On 10/13/21 6:51 AM, Michael Conrad wrote:
<rant>
Not everyone has the luxury of being able reindex from scratch with
data they might not have copies of anymore, say, for copyright
reasons, or because of space constraints that can't be alleviated, or
the size of collection make it unrealistic in time...
</rant>
Completely understandable, but also problematic.

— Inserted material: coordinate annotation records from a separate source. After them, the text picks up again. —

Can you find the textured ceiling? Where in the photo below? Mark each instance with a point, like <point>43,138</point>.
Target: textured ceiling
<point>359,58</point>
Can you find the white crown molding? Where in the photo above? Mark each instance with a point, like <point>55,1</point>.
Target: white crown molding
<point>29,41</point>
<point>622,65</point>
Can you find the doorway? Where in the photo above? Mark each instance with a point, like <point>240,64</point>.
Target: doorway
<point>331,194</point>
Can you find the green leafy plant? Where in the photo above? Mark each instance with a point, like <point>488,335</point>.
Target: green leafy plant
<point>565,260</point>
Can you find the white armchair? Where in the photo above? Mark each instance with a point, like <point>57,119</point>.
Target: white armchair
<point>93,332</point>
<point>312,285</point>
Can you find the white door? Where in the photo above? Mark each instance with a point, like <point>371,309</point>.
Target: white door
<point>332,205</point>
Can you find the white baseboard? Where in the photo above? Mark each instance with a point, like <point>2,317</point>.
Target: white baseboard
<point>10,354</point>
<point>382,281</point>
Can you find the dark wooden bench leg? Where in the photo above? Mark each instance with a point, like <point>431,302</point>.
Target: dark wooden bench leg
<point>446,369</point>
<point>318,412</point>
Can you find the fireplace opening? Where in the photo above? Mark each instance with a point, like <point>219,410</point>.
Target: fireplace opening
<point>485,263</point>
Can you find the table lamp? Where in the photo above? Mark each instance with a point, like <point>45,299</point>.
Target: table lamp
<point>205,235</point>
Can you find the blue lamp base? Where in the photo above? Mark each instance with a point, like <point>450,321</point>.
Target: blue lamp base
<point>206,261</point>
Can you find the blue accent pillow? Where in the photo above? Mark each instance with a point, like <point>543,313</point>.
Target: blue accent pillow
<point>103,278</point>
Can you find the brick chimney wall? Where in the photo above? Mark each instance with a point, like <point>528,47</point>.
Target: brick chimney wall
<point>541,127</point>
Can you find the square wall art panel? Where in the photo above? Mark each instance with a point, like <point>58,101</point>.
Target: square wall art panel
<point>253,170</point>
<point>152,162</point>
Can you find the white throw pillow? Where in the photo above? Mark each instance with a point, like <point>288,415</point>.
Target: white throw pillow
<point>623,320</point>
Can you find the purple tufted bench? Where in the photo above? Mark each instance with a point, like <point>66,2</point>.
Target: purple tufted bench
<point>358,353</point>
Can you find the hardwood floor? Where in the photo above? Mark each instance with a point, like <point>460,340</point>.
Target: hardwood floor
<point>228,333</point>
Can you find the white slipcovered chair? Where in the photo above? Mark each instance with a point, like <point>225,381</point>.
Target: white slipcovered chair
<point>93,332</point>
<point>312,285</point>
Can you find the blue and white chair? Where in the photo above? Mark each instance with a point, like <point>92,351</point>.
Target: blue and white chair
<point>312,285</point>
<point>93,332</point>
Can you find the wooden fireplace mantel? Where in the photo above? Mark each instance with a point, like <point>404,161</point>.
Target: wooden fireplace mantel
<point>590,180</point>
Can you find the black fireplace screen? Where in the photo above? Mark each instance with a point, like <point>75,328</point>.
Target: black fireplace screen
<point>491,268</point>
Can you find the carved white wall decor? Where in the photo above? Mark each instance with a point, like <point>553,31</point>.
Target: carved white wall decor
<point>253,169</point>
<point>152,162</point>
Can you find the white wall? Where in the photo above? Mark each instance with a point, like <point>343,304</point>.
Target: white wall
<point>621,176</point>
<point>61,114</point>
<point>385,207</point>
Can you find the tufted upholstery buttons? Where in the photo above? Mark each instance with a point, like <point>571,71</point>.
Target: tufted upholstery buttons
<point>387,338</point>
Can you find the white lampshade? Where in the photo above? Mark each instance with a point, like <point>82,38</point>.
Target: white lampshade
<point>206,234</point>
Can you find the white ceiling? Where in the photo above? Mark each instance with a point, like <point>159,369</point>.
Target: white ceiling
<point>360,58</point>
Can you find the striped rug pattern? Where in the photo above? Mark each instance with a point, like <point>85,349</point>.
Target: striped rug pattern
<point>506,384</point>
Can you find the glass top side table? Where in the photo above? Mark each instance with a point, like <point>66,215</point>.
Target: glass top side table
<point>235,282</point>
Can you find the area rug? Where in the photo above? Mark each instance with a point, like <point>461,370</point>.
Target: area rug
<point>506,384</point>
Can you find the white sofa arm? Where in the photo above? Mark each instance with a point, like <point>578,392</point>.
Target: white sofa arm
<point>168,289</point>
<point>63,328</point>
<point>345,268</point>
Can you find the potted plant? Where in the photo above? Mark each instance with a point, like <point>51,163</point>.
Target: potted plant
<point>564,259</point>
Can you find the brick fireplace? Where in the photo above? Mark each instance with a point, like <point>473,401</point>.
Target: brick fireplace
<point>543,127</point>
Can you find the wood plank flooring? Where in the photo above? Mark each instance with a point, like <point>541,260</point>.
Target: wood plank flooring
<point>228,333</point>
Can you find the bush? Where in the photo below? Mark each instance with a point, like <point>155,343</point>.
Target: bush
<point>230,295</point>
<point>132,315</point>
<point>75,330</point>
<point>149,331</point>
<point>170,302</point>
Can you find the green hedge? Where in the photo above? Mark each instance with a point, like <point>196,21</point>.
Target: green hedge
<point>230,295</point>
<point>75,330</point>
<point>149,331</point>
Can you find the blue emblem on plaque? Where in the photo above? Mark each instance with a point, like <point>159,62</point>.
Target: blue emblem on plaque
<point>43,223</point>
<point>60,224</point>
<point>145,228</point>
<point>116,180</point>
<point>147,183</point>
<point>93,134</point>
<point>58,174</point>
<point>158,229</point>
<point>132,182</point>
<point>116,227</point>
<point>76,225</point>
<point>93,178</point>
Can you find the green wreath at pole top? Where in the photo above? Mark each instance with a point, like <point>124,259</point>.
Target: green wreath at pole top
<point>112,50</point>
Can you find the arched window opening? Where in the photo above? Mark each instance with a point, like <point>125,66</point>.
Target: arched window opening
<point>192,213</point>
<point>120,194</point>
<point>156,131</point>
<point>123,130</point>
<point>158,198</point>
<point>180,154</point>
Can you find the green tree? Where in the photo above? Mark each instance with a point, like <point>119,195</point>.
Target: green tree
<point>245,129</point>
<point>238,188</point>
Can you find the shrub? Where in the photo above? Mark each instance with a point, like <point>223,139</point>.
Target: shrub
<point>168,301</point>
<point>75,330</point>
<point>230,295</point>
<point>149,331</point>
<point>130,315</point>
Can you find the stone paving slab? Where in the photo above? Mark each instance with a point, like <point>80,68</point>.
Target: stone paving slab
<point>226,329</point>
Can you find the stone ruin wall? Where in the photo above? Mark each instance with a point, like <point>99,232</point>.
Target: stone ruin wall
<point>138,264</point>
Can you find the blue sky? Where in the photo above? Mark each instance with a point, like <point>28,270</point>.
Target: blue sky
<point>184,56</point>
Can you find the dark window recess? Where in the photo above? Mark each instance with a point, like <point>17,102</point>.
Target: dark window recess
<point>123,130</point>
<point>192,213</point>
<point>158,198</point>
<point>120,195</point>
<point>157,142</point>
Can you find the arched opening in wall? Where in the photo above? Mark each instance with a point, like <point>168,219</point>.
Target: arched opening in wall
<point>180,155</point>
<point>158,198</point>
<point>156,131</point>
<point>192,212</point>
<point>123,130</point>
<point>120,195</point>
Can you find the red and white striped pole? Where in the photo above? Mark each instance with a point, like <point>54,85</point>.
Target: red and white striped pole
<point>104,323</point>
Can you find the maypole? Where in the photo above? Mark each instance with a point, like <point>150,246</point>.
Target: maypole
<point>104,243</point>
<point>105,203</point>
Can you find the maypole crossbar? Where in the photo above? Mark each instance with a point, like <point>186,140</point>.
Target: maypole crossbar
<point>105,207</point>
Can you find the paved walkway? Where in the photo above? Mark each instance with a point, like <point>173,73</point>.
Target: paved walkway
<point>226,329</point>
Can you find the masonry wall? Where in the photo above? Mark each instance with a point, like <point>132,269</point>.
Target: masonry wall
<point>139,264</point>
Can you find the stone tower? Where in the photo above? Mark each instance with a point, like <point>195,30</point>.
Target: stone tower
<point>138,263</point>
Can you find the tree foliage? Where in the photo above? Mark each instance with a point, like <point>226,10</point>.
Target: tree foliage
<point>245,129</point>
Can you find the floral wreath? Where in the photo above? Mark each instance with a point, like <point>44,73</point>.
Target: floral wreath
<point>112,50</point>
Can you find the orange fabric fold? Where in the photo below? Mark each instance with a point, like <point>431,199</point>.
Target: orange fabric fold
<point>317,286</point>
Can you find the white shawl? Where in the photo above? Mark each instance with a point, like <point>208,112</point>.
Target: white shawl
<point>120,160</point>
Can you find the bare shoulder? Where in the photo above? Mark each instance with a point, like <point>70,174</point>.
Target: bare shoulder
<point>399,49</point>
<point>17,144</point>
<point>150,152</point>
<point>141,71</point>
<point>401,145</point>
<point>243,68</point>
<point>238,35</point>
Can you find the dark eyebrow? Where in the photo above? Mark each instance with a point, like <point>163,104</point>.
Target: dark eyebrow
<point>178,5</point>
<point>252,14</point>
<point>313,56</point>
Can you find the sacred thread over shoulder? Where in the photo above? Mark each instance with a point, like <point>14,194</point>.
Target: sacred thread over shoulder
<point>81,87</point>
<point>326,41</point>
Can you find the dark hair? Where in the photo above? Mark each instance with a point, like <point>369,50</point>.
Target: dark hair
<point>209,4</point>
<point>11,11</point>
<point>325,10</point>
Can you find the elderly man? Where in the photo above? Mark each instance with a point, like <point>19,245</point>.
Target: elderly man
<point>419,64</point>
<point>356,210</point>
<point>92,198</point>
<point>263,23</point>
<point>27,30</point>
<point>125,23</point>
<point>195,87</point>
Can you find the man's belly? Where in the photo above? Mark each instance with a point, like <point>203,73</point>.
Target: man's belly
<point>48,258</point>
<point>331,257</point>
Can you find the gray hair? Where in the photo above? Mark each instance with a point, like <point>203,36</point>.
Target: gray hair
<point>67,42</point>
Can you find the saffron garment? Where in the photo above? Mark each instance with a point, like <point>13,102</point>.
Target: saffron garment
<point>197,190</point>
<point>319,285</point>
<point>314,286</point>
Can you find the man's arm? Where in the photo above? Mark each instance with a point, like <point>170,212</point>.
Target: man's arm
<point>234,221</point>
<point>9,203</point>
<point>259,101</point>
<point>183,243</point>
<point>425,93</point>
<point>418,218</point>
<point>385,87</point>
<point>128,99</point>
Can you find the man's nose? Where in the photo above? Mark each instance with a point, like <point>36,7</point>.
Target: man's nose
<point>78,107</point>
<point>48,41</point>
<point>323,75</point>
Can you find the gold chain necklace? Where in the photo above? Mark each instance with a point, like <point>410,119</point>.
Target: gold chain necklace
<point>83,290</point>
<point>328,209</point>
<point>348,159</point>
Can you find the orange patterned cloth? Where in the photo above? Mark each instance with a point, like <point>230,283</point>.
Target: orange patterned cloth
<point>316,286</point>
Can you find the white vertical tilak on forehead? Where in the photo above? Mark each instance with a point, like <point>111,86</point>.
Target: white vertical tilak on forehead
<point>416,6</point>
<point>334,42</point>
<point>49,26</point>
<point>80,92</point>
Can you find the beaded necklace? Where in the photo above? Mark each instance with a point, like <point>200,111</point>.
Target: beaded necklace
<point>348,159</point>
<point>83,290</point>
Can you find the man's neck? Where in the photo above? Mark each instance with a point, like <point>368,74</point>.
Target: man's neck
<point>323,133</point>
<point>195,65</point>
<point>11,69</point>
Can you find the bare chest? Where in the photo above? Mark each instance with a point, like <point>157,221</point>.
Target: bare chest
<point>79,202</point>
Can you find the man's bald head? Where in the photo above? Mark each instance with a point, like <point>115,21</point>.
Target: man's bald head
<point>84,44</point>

With any Lucene-based software, including Solr, reindexing is REQUIRED
after many config changes, and it is highly recommended on ANY upgrade,
even to a new minor version in the same major release. Because of this,
it is strongly recommended that the source data is always accessible for
building the Solr index from scratch.
I once wrote a page on the Solr wiki about reindexing. Some of that
information, plus more that I didn't get written down, has been
incorporated into the Solr Reference Guide:
https://solr.apache.org/guide/8_9/reindexing.html
One thing from my wiki page that did NOT make it into the reference
guide is the idea of using a separate Solr install to act as an
intermediary that just stores the data, doesn't make it searchable --
and using that Solr install as a source for reindexing. This paradigm
is being used successfully in the wild.
Indexing speed is another reason to avoid reindexes. Indexing hundreds
of millions of documents (or more) is going to take a while even when
indexing speed is highly optimized.
Here is that wiki page that I wrote quite a while ago:
https://cwiki.apache.org/confluence/display/SOLR/HowToReindex
Thanks,
Shawn